As an author, you are always at a disadvantage.
Because you are trying to record experiences you will never have (unless you’re writing autobiography, and you can only do that once). You don’t know what it’s like to ride a dragon, or fight your way through a gauntlet of assassins, or travel on a faster-than-light spacecraft.
But those things are easy to write about because nobody has experienced them. You don’t have to have personal experience to describe dragon riding. No matter how you depict it, you account is unfalsifiable. No one has the wherewithal to contradict you.
Writers who want to turn up the difficulty level will try describing realistic experiences—albeit ones that a lot of people don’t get the chance to do in person. For example, a lot of people don’t know what it’s like to ride a horse or fly in a hot air balloon. Accurately capturing these experiences in words can be enjoyable for people without the opportunity or nerve to do them in person.
But if you want to really dial up the realistic escapism, you’re going to have to play with fire.
Because there is another kind of experience that people are curious about but usually unwilling to indulge in. These are top-shelf experiences, promising your mild mannered readers a lifestyle they could never dream of living out.
I am of course referring to adventures in law-breaking.
The Freedom of the Criminal
There’s a reason why crime thrillers make such phenomenal bestsellers. It’s not that most people wish they could commit crimes. Far from it—people want to live safe and happy lives, and have willingly built walls between themselves and criminal behavior.
But that also means never knowing what it feels like to experience those transgressive behaviors. Most people understand that they wouldn’t like living those kinds of lives, that it would feel awful. But they will forever wonder: how awful?
Most people avoid criminal activity to the point where they can’t even imagine what it feels like. And people get uneasy when they encounter something they can’t imagine. It gnaws at them, wondering what they’re missing out on.
So if, as a writer, you can give these experiences to readers, you have a leg up. If you can, for example, write a story that lets the reader understand what it’s like to do hard drugs, people will take an interest. Some writers will even do hard drugs so that they can then write about the experience.
But not every writer can do this. And not every crime can be capitalized on. Say that a writer really wants to know what it’s like to commit a murder, so he goes out and murders someone. Do you think he could use his experience as a murderer to write a great true-crime story about murder?
No hypothetical book is so good that it justifies going out and killing someone.

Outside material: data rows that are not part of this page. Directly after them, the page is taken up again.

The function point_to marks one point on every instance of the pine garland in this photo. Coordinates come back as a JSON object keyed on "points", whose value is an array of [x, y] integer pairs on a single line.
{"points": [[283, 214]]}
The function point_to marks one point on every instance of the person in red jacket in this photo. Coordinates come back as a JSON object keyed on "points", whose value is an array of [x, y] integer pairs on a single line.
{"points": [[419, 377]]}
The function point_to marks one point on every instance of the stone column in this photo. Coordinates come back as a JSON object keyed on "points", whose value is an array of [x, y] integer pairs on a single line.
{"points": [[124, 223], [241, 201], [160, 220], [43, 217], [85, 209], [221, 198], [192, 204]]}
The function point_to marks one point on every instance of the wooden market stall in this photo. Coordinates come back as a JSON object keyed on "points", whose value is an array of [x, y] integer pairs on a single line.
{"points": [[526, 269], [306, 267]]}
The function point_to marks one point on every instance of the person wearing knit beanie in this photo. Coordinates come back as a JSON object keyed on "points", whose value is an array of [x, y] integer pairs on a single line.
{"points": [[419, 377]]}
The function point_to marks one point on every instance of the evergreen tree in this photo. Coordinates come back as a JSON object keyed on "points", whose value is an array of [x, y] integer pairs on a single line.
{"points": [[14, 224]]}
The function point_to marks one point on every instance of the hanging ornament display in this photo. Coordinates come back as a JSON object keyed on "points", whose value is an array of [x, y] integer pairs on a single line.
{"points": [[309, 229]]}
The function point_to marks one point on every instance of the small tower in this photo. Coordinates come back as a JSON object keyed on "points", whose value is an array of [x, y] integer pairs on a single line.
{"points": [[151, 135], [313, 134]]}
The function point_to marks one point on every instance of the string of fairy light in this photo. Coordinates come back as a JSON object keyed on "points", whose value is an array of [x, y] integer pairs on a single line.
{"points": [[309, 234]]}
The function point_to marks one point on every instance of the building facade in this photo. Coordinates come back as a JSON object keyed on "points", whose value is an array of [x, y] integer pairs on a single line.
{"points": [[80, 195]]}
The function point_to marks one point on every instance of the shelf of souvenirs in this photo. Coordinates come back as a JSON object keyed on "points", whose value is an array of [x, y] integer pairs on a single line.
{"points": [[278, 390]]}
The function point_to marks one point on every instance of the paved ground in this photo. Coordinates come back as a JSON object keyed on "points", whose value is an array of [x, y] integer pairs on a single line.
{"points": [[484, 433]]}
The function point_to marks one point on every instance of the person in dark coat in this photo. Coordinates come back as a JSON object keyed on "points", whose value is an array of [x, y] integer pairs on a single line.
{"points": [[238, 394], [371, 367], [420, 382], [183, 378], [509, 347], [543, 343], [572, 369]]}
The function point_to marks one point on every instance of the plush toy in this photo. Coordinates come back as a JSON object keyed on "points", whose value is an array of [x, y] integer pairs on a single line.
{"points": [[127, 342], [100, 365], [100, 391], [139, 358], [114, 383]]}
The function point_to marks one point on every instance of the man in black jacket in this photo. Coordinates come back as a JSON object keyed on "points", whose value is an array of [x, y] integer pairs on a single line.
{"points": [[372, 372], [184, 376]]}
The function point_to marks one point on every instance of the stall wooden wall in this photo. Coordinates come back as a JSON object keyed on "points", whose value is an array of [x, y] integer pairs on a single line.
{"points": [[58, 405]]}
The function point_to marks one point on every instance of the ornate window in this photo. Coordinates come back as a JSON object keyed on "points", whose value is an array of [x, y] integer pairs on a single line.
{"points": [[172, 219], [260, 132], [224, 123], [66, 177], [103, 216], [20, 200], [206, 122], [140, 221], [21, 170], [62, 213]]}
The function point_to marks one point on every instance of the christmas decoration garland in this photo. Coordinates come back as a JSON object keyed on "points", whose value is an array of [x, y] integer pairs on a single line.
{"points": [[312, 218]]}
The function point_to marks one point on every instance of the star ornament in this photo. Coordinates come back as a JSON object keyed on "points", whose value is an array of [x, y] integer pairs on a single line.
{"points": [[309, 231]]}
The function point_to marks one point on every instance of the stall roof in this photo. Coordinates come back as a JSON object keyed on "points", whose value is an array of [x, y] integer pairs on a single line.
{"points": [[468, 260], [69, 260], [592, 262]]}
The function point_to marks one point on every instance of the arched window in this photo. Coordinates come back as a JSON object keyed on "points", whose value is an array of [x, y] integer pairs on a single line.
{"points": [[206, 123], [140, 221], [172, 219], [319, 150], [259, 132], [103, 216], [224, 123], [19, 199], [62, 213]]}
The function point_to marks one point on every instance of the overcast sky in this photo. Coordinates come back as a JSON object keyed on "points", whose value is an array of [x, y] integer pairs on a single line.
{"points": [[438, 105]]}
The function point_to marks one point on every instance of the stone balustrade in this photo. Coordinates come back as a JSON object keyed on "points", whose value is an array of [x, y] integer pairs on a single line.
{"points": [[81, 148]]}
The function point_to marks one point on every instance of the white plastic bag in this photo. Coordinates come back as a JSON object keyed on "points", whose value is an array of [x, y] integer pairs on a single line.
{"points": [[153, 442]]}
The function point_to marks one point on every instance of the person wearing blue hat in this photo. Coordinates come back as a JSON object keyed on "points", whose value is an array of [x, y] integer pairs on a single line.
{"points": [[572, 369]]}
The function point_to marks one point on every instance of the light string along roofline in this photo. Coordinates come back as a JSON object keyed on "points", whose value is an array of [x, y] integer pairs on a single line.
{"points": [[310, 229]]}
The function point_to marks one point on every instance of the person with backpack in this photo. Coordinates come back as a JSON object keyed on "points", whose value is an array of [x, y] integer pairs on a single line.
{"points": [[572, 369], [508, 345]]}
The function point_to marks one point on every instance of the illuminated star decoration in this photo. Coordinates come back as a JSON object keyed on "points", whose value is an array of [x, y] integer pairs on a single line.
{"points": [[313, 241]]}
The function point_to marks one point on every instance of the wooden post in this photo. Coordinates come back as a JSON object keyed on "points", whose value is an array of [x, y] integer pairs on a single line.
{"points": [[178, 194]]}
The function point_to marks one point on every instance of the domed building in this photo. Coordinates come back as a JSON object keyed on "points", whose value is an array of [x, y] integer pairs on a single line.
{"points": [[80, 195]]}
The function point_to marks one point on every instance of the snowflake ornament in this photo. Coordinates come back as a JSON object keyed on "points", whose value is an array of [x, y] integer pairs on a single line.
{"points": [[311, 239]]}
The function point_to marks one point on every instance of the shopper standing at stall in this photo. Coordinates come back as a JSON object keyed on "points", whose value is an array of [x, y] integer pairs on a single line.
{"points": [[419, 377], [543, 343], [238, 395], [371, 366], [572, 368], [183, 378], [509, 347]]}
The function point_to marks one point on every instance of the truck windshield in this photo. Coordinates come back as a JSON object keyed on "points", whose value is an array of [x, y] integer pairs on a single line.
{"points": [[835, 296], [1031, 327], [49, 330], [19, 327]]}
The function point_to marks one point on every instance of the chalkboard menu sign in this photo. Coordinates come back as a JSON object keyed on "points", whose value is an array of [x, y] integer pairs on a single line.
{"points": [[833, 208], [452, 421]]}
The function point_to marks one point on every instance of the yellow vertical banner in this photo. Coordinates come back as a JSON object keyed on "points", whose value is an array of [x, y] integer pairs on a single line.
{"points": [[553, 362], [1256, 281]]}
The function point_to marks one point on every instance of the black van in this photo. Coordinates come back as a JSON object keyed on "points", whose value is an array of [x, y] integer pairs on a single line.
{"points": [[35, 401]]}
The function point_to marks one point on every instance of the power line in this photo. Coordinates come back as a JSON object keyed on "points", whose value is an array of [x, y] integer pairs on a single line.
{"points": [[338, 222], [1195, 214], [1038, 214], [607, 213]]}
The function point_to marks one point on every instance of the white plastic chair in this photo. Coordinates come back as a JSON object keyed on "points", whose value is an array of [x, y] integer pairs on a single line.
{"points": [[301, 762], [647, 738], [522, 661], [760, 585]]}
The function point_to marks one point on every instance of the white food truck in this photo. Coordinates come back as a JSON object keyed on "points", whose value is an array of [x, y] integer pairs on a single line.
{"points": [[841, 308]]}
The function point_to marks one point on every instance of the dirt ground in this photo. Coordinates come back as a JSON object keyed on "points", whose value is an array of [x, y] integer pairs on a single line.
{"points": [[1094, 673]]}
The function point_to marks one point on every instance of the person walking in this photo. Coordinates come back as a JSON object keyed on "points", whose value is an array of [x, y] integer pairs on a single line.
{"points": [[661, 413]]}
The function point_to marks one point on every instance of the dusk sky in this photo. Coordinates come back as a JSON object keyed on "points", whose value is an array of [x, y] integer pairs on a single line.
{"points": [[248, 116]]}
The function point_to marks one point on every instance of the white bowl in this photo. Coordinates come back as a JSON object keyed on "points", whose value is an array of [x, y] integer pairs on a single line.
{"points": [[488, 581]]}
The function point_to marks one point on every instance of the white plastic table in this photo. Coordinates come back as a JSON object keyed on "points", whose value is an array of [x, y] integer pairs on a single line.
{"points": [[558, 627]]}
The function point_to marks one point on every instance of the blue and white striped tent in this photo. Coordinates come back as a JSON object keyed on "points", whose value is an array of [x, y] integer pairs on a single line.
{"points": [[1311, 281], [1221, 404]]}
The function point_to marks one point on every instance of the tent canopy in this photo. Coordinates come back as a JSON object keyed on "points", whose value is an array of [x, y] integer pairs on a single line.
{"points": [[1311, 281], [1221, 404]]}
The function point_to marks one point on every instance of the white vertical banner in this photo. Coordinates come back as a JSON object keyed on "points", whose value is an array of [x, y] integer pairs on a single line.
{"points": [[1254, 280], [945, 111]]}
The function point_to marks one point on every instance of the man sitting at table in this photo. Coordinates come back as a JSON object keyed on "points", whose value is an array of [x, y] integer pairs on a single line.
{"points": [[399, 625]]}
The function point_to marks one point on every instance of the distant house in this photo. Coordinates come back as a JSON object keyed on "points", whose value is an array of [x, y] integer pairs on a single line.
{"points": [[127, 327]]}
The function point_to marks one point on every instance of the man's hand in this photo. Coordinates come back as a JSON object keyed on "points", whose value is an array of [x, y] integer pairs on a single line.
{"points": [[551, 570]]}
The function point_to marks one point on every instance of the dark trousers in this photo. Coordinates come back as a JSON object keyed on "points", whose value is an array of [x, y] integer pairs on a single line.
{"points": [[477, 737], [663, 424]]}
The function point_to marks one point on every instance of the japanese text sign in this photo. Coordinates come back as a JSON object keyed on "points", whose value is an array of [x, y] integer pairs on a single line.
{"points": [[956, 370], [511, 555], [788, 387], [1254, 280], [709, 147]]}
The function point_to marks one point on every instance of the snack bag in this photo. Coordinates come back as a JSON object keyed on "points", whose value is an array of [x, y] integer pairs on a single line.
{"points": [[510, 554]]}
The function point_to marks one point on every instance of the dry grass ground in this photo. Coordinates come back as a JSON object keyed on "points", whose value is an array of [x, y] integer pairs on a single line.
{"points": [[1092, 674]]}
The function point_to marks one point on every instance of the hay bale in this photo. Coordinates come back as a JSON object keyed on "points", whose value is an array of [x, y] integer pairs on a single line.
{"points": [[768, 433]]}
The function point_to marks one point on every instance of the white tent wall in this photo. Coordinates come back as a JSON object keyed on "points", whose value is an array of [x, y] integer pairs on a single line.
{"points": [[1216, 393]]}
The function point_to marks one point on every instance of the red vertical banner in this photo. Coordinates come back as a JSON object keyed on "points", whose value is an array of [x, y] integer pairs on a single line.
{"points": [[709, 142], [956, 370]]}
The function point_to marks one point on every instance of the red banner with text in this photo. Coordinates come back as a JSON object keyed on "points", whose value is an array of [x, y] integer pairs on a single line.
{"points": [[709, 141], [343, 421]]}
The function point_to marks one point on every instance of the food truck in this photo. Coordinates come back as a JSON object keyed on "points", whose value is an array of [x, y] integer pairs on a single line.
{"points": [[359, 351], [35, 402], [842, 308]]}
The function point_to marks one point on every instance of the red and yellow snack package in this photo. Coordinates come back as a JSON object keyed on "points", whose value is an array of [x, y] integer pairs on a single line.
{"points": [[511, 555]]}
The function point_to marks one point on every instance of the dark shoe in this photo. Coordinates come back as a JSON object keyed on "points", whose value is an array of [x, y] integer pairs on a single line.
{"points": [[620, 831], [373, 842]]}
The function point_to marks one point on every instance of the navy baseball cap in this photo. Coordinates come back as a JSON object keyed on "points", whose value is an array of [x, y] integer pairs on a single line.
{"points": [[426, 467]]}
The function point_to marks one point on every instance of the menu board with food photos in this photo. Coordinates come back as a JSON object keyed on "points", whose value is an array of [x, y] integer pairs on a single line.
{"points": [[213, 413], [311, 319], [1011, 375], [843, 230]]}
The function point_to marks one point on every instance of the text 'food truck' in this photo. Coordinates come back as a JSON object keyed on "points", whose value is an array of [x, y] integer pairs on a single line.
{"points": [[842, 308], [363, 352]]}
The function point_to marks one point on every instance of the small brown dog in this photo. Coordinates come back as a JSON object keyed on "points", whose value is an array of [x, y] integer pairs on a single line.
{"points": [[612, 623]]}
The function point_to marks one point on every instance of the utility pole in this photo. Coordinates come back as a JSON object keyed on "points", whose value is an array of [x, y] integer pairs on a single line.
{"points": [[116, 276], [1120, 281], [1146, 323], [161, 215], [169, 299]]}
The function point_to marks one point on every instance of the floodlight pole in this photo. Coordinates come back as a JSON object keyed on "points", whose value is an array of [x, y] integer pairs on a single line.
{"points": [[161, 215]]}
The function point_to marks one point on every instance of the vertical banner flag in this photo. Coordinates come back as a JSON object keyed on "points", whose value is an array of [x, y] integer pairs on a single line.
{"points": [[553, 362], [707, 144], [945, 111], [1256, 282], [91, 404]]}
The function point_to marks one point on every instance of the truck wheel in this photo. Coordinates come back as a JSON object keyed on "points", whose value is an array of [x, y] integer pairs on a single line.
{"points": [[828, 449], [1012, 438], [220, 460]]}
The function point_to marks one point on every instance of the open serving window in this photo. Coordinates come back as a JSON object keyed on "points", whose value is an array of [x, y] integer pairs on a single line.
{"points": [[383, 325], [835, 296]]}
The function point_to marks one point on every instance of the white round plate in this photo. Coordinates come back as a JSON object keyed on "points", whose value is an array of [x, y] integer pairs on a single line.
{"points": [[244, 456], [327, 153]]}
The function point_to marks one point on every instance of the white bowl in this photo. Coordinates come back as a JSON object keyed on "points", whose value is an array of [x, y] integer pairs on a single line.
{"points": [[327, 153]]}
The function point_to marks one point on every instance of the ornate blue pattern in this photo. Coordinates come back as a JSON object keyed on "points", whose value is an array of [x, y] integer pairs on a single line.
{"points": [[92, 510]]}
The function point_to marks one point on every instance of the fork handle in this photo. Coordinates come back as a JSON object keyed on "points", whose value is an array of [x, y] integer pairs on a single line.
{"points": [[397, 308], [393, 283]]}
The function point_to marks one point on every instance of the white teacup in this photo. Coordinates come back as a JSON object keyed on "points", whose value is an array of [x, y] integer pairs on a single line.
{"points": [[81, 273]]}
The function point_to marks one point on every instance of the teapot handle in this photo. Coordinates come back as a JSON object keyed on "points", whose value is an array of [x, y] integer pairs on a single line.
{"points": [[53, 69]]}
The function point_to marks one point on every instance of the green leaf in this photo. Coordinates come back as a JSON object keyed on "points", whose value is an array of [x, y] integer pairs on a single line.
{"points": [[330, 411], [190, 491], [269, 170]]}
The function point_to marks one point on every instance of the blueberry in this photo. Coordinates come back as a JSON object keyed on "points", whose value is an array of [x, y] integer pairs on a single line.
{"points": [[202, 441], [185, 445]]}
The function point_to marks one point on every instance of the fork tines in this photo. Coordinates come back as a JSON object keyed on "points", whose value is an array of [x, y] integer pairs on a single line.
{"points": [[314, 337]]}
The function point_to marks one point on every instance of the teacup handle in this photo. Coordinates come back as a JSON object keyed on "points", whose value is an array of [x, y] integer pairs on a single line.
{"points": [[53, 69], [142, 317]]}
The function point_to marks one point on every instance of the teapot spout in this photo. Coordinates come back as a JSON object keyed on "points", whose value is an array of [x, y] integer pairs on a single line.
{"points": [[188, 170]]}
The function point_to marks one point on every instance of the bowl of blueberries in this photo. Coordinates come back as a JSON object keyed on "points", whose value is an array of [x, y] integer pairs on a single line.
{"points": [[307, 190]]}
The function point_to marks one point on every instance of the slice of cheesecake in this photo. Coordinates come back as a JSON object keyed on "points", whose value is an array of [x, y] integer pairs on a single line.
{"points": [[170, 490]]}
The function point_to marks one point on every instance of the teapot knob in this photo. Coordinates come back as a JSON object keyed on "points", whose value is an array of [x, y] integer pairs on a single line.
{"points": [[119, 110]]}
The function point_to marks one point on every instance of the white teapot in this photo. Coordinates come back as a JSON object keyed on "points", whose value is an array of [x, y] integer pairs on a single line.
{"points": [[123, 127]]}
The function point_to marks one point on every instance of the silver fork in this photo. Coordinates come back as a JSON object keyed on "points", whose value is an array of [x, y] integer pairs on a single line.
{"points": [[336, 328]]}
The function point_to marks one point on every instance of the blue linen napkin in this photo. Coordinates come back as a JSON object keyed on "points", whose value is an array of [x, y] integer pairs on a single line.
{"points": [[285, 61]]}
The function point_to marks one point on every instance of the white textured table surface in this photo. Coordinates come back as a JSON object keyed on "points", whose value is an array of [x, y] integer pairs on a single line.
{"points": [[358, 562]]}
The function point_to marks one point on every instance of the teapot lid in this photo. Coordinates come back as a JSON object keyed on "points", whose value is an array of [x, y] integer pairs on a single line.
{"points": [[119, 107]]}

And, at least in my case, no hypothetical book justifies doing hard drugs. I know a lot of writers disagree, but you can’t expect everyone to go out there and do lines of cocaine off a hooker’s butt (those razorblades really hurt, by the way).
Yet people still write murder plots, including extremely graphic descriptions, without having done the deed themselves. How is this accomplished? Even deep research cannot tell you how it feels to strangle someone or blow them up with explosives.
Ultimately, it comes down to imagination. Can you imagine doing something truly taboo?
Your Writing Prompt: Cannibalism
I’m taking a shot in the dark here, but I’m guessing you’ve never imbibed.
How does a non-writer write about cannibalism? Perhaps the first step is to examine your own feelings about it as an outsider. Most real cannibals living today practice it ceremonially. They don’t just go out and eat anyone willy nilly. As a non-cannibal, did you think it was just like hunting or raising livestock?
And then there’s the big question.
If you can write a convincing cannibalism scene, you can write anything.